Lors du lancement du Programme de renforcement de la gouvernance et de la gestion des établissements publics nationaux (PRGG-EPN 2026), ce lundi 29 juin 2026 à Novotel Marcory, la ministre du Portefeuille de l’État et des Entreprises publiques, Mariatou Koné, a exposé sa vision et ses attentes. Elle a rappelé que « la bonne gouvernance et la modernisation de l’État sont des priorités nationales », inscrites dans le pilier numéro 6 du Plan national de développement 2026-2030.
Cinq réformes structurent la feuille de route du ministère. La première est la révision du cadre législatif et réglementaire applicable aux EPN, afin de clarifier les modalités de tutelle et d’harmoniser les statuts. La deuxième consiste en une analyse stratégique de l’environnement des EPN, destinée à identifier les leviers susceptibles de renforcer leur efficacité et leur complémentarité.
La troisième réforme porte sur la refonte et la professionnalisation des organes délibérants, avec l’élaboration d’une charte de gouvernance commune. La quatrième instaure des contrats pluriannuels d’objectifs et de performances entre l’État et les EPN, traduisant les orientations publiques en engagements opérationnels assortis d’indicateurs précis.

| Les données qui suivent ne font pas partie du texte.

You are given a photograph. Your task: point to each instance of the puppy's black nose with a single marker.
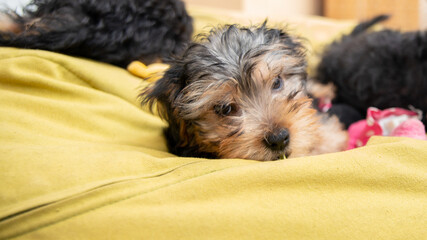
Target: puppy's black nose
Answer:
(277, 140)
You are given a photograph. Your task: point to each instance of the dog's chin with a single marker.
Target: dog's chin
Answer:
(280, 155)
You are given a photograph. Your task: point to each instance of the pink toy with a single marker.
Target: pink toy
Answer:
(389, 122)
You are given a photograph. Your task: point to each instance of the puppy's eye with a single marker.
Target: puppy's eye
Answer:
(225, 109)
(278, 83)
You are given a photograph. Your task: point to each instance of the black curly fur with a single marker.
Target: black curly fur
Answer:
(382, 69)
(112, 31)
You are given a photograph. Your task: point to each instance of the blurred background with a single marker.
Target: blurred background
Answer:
(406, 14)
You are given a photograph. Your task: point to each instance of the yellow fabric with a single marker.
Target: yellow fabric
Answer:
(79, 159)
(149, 73)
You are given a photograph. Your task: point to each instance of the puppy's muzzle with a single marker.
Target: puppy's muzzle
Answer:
(277, 140)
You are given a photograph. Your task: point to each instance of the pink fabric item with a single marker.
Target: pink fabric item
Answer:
(389, 122)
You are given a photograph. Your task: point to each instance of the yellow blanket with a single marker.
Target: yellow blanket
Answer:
(79, 159)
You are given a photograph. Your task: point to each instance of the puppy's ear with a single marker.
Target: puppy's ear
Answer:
(164, 92)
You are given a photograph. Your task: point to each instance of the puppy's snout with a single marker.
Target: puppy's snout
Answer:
(277, 140)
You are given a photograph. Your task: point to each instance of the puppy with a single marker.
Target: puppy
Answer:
(380, 69)
(111, 31)
(240, 93)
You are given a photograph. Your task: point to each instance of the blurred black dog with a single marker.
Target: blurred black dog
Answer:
(112, 31)
(382, 69)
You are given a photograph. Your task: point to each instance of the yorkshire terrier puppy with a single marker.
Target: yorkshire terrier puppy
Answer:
(240, 93)
(111, 31)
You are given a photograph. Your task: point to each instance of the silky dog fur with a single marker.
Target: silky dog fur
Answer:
(239, 92)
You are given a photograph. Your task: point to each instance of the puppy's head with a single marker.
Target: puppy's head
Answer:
(238, 93)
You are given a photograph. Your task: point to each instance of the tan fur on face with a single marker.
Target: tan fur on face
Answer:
(242, 136)
(238, 88)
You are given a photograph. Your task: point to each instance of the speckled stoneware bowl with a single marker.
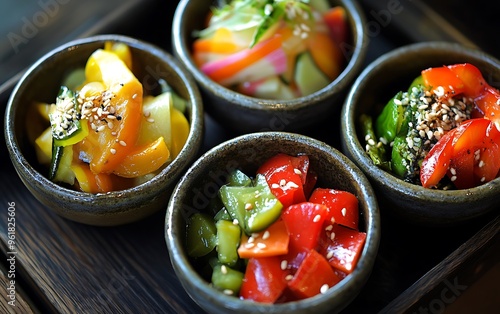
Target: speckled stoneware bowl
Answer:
(378, 83)
(248, 114)
(247, 152)
(41, 83)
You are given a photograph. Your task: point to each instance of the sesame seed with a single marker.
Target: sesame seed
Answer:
(284, 264)
(332, 236)
(324, 288)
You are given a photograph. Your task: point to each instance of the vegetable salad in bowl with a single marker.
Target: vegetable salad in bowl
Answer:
(103, 133)
(277, 237)
(442, 132)
(280, 49)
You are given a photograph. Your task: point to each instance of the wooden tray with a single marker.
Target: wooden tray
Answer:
(66, 267)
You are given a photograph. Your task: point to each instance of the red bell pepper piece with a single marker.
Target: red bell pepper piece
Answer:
(314, 276)
(342, 247)
(342, 206)
(285, 181)
(264, 280)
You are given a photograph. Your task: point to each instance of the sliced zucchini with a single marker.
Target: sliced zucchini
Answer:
(308, 76)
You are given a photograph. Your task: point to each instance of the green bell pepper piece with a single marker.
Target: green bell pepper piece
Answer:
(254, 207)
(376, 152)
(389, 121)
(227, 279)
(228, 240)
(201, 235)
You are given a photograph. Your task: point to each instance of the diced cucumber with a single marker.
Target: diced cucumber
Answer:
(254, 207)
(43, 147)
(61, 166)
(308, 76)
(320, 5)
(227, 279)
(228, 240)
(200, 235)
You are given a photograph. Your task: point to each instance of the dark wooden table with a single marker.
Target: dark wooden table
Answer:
(65, 267)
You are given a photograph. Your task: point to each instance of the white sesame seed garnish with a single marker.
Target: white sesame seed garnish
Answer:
(324, 288)
(284, 264)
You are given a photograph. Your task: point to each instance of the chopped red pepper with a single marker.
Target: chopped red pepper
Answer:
(314, 276)
(342, 206)
(342, 247)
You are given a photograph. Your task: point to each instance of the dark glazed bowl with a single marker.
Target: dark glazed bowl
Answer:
(378, 83)
(201, 183)
(244, 114)
(41, 83)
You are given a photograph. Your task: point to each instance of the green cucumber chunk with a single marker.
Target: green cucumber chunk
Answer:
(227, 279)
(254, 207)
(201, 235)
(308, 76)
(228, 240)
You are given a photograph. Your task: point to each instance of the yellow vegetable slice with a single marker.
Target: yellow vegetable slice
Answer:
(144, 159)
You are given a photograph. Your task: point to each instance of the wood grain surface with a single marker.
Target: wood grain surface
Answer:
(67, 267)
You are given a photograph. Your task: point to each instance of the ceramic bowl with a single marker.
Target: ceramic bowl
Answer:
(41, 83)
(201, 183)
(378, 83)
(244, 114)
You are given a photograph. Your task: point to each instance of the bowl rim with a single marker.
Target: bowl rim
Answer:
(349, 132)
(24, 168)
(360, 43)
(182, 265)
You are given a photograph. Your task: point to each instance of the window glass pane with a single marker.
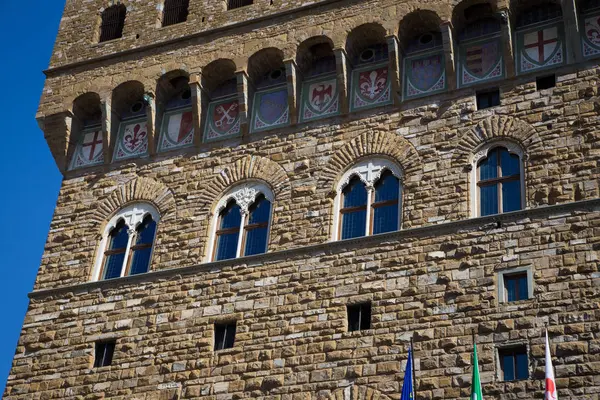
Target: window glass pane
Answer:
(508, 367)
(521, 363)
(523, 290)
(354, 224)
(511, 196)
(145, 231)
(355, 194)
(256, 241)
(387, 188)
(509, 163)
(260, 211)
(113, 265)
(140, 261)
(385, 219)
(488, 168)
(227, 246)
(510, 284)
(231, 216)
(488, 199)
(119, 236)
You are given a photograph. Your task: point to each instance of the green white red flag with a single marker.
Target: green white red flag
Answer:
(550, 382)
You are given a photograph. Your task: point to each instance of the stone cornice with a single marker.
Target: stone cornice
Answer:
(478, 223)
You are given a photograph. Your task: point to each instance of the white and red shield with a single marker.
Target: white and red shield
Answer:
(180, 126)
(91, 147)
(592, 30)
(321, 94)
(225, 115)
(135, 137)
(541, 45)
(372, 83)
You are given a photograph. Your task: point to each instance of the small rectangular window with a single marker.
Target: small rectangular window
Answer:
(487, 99)
(514, 364)
(231, 4)
(516, 286)
(359, 317)
(545, 82)
(103, 354)
(224, 335)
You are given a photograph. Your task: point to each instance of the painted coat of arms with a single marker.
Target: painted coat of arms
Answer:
(89, 149)
(319, 99)
(133, 140)
(481, 62)
(270, 109)
(425, 75)
(223, 119)
(178, 130)
(591, 38)
(371, 87)
(540, 48)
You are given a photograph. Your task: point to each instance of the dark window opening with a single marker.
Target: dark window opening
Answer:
(175, 11)
(514, 363)
(224, 335)
(113, 20)
(359, 317)
(104, 354)
(231, 4)
(488, 99)
(545, 82)
(516, 286)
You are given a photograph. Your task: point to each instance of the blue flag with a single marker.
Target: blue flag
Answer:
(407, 389)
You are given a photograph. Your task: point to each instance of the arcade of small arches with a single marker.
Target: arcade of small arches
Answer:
(482, 44)
(368, 202)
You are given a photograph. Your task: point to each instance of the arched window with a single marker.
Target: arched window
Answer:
(126, 246)
(369, 199)
(241, 226)
(499, 179)
(175, 11)
(113, 20)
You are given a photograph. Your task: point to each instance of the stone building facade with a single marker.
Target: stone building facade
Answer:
(405, 90)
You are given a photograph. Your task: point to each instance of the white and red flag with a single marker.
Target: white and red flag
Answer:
(550, 382)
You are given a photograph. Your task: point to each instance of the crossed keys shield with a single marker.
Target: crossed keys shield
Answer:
(225, 115)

Enfin, la cinquième réforme engage la transformation numérique du pilotage des établissements publics nationaux, à travers le déploiement progressif du portail e.EPN, destiné à moderniser la coordination, renforcer la transparence et optimiser la gestion.
. « Toutes ces réformes forment un ensemble cohérent au service de même objectif, celui de faire des EPN, des institutions modèles de gouvernance publique », a déclaré la ministre. Elle a ajouté que c’est dans dynamique que s’inscrivent le programme de renforcement de la gouvernance et de la gestion à l’attention des établissements publics nationaux (PRGG-EPN) et la plateforme numérique e.EPN.
Le directeur général des EPN, Daouda Kamagaté, a souligné que « ce programme répond à une double exigence : former des dirigeants à la hauteur des responsabilités de la nation et contribuer, à travers eux, à accroître l’impact de l’action publique ». La formation, dispensée par l’INAD-CI, a déjà permis de former 109 dirigeants et s’élargit désormais aux présidents et membres des organes de gouvernance. Mme Zunon Kipré, présidente de l’INAD-CI, a réaffirmé l’engagement de son institution à accompagner la DGEPN dans son ambition de transformer les EPN en « véritables leviers de développement national qui allègent significativement la charge de l’État ».
Le directeur général Daouda Kamagaté s’est engagé à inscrire le PRGG-EPN dans la durée, annonçant qu’avec les travaux, les semaines à venir seront pour les dirigeants d’EPN « un temps de réflexion et de partage pour l’élaboration d’une feuille de route. » Il a insisté que l’objectif du programme est de doter les dirigeants d’EPN des outils, des compétences et de la posture managériale indispensables à l’exercice d’une gestion performante, transparente et résolument orientée vers les résultats.
Avec plus de 120 établissements publics nationaux représentant 4,6 % du budget national, soit 778 milliards de francs CFA en 2026, le PRGG-EPN s’impose comme un instrument clé de modernisation, de performance et de transparence au service du développement humain durable de la Côte d’Ivoire.